Con respecto a esto y para evitar todo tipo de error, quisiera brevemente indicar que las Escrituras, cuando hablan de la “roca” sobre la que Cristo edificaría la Iglesia, en Mateo 16:13-18, no se refieren a la persona de Pedro, como quiere hacerlo entender la iglesia católica. De todo ese pasaje, más bien, se entiende, que Cristo quiere edificar Su iglesia, sólo y únicamente sobre el conocimiento que Dios le había revelado a Pedro:“¡Tú eres el Cristo, el Hijo del Dios viviente!”

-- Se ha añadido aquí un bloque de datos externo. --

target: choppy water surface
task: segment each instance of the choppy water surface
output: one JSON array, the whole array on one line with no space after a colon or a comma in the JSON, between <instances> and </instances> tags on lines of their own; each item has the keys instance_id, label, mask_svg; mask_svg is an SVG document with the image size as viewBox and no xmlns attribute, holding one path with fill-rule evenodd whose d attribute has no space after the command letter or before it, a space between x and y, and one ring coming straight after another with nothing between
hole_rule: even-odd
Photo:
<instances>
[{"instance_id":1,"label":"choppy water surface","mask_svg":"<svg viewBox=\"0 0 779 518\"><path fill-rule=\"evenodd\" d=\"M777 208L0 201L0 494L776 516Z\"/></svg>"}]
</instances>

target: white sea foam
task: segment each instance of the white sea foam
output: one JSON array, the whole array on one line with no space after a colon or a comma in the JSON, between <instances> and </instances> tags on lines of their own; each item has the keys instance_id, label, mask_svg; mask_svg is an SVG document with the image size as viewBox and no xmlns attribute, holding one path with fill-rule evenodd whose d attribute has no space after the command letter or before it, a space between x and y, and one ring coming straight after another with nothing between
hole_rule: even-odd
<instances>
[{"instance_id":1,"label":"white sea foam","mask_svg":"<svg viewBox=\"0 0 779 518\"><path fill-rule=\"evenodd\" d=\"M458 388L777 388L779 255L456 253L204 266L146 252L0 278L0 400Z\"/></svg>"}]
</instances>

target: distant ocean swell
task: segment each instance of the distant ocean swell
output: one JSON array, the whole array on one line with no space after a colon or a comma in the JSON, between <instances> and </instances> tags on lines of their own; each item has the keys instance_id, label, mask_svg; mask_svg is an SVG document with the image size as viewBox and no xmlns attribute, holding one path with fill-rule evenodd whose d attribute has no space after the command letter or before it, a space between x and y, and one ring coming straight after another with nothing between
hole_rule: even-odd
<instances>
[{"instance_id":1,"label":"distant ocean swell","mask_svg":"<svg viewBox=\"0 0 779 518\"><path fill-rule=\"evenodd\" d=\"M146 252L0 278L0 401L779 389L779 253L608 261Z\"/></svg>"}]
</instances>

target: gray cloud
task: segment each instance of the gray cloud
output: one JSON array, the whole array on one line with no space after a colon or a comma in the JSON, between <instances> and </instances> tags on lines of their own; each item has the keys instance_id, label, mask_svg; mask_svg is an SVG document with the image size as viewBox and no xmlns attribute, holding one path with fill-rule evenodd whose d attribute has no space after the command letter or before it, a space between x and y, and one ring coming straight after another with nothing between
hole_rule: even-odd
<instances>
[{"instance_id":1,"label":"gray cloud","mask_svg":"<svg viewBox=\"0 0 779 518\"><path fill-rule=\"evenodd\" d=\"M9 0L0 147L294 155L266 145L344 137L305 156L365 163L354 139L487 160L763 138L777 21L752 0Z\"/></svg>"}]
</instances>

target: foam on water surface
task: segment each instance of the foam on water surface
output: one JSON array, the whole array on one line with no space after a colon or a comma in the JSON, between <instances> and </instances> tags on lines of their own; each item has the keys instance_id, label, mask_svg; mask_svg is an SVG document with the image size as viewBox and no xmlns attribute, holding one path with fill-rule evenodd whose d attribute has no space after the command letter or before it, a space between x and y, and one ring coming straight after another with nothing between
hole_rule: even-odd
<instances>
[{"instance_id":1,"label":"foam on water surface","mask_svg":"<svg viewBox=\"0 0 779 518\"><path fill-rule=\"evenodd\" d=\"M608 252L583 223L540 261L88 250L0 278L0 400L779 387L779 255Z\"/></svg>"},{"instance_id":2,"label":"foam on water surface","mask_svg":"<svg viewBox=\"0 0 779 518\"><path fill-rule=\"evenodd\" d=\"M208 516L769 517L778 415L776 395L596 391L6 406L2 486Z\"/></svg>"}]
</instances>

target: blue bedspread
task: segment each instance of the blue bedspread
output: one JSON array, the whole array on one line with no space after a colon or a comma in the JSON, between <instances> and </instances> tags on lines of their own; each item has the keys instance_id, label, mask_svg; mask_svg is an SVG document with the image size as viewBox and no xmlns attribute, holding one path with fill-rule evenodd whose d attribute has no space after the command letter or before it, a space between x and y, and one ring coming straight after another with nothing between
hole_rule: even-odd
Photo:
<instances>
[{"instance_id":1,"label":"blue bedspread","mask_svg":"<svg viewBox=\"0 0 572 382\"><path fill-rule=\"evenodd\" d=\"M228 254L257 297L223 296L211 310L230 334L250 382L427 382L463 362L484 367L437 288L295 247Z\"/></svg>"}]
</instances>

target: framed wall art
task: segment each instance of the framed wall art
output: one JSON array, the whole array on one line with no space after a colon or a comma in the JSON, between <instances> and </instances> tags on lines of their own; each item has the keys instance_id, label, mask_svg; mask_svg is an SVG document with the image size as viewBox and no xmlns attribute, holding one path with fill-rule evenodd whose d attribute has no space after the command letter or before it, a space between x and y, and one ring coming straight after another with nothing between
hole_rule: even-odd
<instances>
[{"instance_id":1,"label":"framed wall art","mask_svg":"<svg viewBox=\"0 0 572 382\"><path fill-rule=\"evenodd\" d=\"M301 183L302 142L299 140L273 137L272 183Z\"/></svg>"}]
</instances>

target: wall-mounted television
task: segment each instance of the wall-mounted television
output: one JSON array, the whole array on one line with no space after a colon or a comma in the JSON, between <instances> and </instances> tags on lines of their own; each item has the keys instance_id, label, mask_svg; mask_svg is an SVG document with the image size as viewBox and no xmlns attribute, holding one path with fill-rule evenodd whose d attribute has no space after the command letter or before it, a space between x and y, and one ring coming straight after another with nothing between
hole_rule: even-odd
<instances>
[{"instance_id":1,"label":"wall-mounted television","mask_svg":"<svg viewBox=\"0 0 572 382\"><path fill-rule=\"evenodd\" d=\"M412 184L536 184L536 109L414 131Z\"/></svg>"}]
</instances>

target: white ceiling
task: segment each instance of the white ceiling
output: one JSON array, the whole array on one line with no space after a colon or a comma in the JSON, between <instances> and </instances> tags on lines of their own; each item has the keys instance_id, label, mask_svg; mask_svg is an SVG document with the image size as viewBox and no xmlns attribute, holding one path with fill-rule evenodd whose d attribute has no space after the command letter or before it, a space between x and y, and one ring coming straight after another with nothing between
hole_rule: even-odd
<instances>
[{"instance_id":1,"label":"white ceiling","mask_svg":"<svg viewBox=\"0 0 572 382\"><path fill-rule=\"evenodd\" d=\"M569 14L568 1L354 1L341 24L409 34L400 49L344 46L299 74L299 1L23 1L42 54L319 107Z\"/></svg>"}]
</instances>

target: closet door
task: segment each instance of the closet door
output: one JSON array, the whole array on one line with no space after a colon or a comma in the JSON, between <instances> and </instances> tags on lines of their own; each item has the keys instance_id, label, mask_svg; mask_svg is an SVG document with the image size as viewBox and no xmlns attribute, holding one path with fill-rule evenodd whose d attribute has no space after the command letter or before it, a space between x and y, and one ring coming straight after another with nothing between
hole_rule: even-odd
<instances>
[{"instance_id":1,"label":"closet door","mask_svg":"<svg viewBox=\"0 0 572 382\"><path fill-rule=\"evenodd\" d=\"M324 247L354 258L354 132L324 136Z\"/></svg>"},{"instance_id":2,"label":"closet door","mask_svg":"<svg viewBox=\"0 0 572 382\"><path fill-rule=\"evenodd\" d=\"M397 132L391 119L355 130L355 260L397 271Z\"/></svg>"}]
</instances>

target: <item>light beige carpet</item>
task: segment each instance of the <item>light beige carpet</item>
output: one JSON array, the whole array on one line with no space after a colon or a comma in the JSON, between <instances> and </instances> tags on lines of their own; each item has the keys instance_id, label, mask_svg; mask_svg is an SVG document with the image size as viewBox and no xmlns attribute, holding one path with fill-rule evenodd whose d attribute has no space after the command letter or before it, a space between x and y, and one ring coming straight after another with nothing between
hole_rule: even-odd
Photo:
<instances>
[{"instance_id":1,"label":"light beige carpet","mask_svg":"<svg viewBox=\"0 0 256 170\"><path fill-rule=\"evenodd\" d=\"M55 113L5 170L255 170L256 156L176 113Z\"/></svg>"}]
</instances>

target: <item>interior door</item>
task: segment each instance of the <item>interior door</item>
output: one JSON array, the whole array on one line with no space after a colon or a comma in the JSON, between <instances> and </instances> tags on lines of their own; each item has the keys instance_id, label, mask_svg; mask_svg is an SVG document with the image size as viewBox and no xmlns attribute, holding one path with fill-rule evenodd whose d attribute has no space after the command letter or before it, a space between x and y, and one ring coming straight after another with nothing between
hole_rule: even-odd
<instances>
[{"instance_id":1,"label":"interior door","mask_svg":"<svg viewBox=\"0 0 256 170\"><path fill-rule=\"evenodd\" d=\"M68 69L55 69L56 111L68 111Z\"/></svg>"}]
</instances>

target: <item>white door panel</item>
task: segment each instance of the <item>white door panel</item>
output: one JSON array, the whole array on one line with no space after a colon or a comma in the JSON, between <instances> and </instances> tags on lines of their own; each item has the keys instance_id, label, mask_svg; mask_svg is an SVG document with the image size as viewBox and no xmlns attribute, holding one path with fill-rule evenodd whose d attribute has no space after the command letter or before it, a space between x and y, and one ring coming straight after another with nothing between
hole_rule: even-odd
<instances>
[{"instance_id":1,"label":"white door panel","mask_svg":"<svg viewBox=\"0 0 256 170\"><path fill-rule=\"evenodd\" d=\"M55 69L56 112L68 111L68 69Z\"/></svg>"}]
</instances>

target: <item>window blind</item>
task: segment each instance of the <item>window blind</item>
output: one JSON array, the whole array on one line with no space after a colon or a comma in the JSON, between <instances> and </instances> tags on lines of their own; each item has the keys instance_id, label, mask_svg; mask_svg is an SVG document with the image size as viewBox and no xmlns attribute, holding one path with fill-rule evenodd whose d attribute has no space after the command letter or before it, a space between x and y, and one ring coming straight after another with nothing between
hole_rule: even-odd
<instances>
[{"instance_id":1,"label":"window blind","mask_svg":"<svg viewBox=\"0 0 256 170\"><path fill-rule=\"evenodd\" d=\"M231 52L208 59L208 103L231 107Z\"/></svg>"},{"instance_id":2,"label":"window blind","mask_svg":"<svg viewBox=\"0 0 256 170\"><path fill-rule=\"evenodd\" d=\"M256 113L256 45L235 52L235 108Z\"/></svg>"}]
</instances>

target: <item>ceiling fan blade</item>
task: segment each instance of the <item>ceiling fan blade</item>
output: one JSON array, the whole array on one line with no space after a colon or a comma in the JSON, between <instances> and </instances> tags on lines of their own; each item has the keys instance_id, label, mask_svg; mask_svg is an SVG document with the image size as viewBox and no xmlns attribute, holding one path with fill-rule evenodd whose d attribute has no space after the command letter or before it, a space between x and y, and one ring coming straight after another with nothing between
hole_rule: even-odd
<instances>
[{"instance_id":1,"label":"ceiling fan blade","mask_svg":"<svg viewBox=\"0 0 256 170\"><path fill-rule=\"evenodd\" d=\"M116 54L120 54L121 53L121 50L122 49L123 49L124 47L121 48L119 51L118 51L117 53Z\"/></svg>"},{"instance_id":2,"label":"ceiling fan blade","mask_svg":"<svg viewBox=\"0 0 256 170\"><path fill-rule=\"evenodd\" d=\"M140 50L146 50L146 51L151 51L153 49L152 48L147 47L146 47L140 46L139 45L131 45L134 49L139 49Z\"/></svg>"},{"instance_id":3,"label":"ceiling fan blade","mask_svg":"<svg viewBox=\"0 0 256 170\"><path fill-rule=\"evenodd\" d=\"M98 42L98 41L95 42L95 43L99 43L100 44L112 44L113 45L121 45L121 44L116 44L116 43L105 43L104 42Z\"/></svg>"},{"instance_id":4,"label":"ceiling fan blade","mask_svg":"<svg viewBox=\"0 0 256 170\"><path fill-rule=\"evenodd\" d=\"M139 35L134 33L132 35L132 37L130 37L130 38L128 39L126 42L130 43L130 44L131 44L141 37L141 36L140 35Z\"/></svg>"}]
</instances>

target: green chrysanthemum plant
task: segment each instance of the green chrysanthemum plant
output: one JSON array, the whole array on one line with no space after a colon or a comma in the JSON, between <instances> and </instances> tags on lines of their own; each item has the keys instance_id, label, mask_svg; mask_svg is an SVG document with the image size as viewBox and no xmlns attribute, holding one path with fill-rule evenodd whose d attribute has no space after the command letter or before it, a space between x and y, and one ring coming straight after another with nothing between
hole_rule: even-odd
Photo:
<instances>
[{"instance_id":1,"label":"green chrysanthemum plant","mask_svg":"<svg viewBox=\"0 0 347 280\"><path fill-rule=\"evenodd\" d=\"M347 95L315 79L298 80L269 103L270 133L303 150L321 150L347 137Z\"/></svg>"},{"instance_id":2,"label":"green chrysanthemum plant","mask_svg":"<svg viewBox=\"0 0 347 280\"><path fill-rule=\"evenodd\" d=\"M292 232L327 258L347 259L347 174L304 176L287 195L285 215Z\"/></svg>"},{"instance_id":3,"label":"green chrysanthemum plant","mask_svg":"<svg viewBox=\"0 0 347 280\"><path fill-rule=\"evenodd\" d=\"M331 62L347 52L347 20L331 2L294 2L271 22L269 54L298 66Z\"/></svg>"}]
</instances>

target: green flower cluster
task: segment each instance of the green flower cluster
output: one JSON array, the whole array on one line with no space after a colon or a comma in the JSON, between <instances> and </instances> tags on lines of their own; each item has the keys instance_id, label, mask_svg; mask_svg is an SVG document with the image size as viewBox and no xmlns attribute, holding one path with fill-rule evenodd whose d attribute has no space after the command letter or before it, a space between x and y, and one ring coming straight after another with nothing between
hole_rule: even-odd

Y cuando nos encontramos con Pedro, más adelante, vemos eso totalmente confirmado. El realmente llega a ser laroca de la fepara sus hermanos, afirmado en el fundamento que es Jesucristo. En cierto sentido, todos los apóstoles tenían la tarea de poner el fundamento en la edificación de la iglesia (Ef. 2:20), pero la primacía en este rol no le pertenece a Pedro, sino que es reservada sólo y únicamente a Cristo.

Resumiendo querido amigo: Cuando usted en su vida se vea acosado por las pruebas, cuando las mismas lo sacudan fuertemente y hagan que todo lo impuro llegue a la luz del día, entonces, recuerde siempre que el ser sacudidos en el tamiz de la prueba es necesario para nosotros los cristianos, que eso es permitido por Dios por amor a nosotros, y que es acompañado por las oraciones de nuestro Señor.